The Tricky part of Data Wrangling in my knowledge so far,   

a) Knowing what is present in the 'null' cells, is it NaN or simply ' '     
b) In the non-null cells, if the all values are meaningful       
c) Recognizing that even if a column has all non-null and meaningful values, the future updates to the column may have problems. Hence need to expect it and handle it      
d) See the data and think if certain value make sense for the business and decide to drop those which are not relevant

##### Answering the questions:
1) The following columns are retained for further analysis.

In [7]:
sfr = sf[['perm_typ','perm_typ_def','file_dt','issue_dt','cur_st','strct_notif','no_exist_stry','no_prop_stry',
          'fire_only_permit','est_cost','rev_cost','exist_use','prop_use','plansets','exist_const_type',
          'prop_const_type','site_permit','location']].copy()

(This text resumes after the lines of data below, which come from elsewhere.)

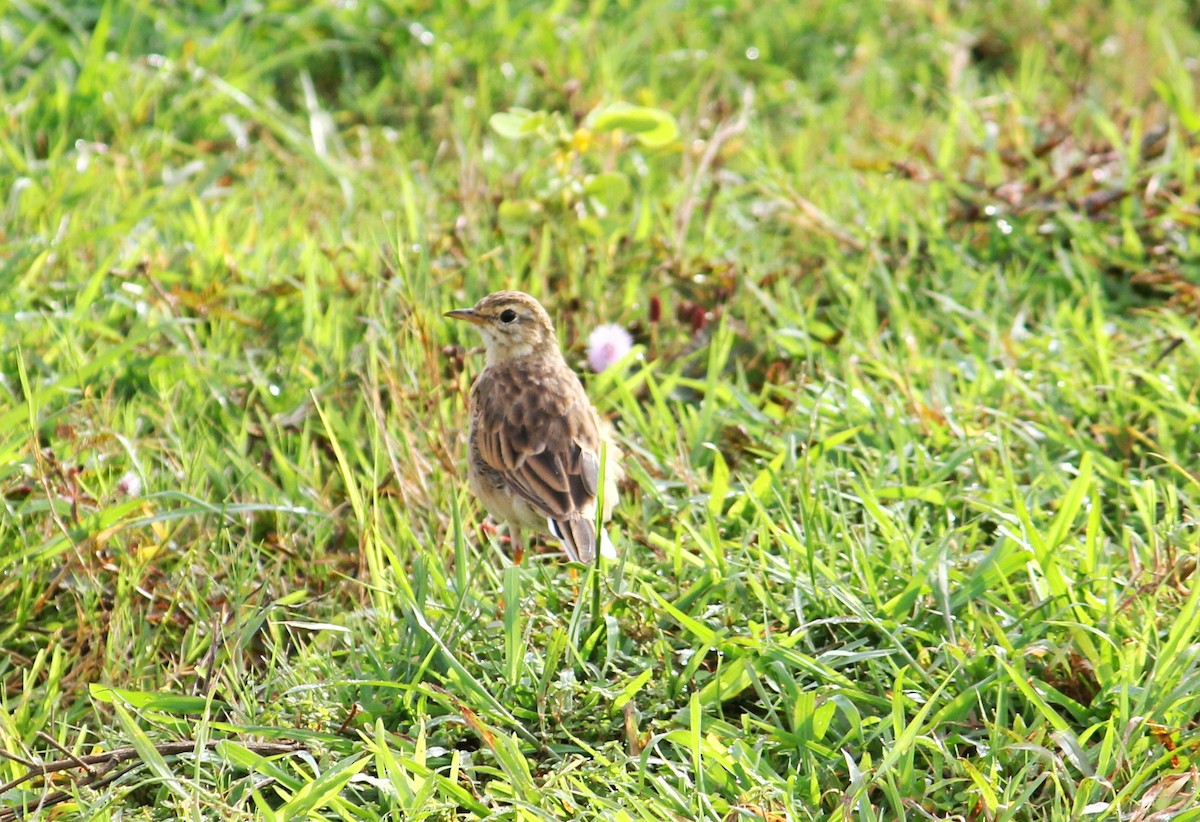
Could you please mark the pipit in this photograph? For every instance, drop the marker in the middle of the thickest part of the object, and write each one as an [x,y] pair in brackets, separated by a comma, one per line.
[535,439]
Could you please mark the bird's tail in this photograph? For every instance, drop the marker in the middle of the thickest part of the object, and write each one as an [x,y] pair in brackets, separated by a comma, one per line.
[579,538]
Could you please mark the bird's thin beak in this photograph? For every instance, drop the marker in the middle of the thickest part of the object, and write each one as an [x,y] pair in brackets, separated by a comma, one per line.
[467,315]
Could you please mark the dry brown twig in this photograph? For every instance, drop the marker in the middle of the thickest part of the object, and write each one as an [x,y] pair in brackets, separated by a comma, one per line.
[99,768]
[724,133]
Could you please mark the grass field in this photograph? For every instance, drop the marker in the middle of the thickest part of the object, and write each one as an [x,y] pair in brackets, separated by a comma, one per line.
[910,522]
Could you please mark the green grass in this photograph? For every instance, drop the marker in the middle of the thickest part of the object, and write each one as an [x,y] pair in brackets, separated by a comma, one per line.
[910,522]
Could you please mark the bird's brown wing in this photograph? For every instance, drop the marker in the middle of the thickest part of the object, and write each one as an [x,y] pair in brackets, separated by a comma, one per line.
[534,426]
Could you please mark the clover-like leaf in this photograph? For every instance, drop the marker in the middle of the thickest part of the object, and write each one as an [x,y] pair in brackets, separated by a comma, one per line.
[517,123]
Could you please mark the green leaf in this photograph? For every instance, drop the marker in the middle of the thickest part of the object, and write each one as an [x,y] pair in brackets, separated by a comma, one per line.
[610,187]
[516,124]
[652,126]
[167,703]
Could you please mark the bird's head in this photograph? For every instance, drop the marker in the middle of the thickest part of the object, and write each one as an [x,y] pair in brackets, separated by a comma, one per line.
[513,325]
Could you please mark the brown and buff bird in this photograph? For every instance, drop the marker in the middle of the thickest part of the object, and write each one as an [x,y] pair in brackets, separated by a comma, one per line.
[535,439]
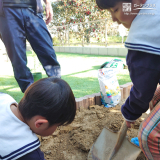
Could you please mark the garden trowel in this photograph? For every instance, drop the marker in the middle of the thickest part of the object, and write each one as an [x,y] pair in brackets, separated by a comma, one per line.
[113,146]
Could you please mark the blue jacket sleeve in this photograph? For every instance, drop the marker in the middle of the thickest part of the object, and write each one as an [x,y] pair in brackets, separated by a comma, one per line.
[34,155]
[144,69]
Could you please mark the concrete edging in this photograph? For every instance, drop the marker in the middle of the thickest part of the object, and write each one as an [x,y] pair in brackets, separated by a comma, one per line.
[95,99]
[93,50]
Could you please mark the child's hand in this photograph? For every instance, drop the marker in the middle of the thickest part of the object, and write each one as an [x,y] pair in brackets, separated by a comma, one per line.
[129,124]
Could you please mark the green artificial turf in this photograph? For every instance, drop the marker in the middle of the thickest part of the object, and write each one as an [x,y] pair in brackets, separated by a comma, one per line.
[79,70]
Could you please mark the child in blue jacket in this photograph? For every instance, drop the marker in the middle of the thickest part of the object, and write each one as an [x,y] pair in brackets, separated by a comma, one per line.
[47,104]
[143,60]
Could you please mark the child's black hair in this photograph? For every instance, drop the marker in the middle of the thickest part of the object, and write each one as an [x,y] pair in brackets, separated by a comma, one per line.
[107,4]
[51,98]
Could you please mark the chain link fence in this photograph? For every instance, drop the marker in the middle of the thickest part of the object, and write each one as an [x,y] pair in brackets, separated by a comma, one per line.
[91,33]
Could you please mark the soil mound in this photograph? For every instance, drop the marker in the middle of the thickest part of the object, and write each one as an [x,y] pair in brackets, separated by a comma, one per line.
[74,141]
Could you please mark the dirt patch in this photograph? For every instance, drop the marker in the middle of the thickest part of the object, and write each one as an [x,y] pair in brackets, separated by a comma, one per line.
[74,141]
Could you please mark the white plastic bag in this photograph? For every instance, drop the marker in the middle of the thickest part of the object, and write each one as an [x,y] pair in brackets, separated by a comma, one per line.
[109,86]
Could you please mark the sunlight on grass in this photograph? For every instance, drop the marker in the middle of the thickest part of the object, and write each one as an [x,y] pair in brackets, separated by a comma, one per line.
[79,70]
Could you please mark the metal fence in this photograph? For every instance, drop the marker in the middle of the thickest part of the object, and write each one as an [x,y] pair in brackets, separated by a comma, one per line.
[100,32]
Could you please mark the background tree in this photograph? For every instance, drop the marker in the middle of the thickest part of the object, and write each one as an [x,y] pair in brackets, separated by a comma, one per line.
[67,12]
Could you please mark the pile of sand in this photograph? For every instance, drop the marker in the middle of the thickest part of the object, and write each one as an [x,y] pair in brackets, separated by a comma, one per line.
[74,141]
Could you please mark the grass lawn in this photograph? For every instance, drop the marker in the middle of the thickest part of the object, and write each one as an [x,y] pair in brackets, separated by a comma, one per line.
[79,70]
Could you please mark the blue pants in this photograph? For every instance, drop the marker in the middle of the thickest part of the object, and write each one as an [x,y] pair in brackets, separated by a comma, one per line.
[17,25]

2) Which rows to retain?       
We can eliminate some records based on current status.

In [8]:
sfr.cur_st.unique()

array(['expired', 'issued', 'withdrawn', 'complete', 'filed', 'approved',
       'reinstated', 'cancelled', 'appeal', 'suspend', 'revoked',
       'plancheck', 'disapproved', 'incomplete'], dtype=object)

+ We are sure of retaining rows where cur_st is issued or issue_dt column is a valid date.
+ We can retain rows corresponding to cur_st equal to complete,filed,approved,reinstated,appeal or plancheck irrespective of whether there is valid entry in issue_dt or not
+ We should drop rows for which cur_st is withdrawn, cancelled or disapproved and issue_dt is blank because they will never get issued. 
+ It is not clear what to do with suspend,revoked and incomplete. That can be decided with further exploration

In [9]:
# Check count of status of permits and under each status, how many are issued. 
sfr.groupby('cur_st')[['cur_st','issue_dt']].count()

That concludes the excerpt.